The burden associated with the effects of depression in the workplace is extensive. Workers with depression lose more health-related productive time, have higher rates of absenteeism and short-term disability, and experience higher rates of job turnover than those without depression. Our objective is to synthesise evidence from the scientific literature, practice evidence (workplace policies and practices), and experiences from OHS stakeholders.Methods
Our study sample is OHS stakeholders: workers, managers, and consultants in workplaces from our contact database (approximately 700 OHS contacts across Canada willing to be contacted for research).
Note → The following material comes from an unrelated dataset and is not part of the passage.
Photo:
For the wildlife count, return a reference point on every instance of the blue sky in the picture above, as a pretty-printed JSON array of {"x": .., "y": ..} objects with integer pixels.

Data collection includes a web-based survey, focus groups (ongoing), and interviews (ongoing) with stakeholder representatives from multiple sectors. We are collecting information about workplace practices and policies to prevent productivity losses, promote stay-at-work, and support return-to-work for workers with depression. The synthesis is a two stage process: first synthesising practice evidence gathered from stakeholders and then combining that with evidence from the scientific literature.Results
Preliminary results (n=400, 73% workers, 27% managers/consultants) reveal a willingness among participants to share their experiences with depression and work. Workers report practices related to non-judgemental listening and external supports were most helpful to them. Managers/consultants suggest non-judgemental listening and employee assistance programs were most helpful. However, workers often feel workplace support is lacking and report non-supportive supervisors as a key barrier to receiving needed support. Managers indicate a lack of training and knowledge about depression are the main barriers to providing support to workers. Workers did not feel providing information was helpful whereas managers often did.Conclusion
Preliminary results reveal the importance of non-judgemental listening as a workplace support for depression. However, responses reveal workers and managers do not have similar experiences of workplace support. Synthesising practice and scientific evidence will help guide policies and practices to support workers with depression.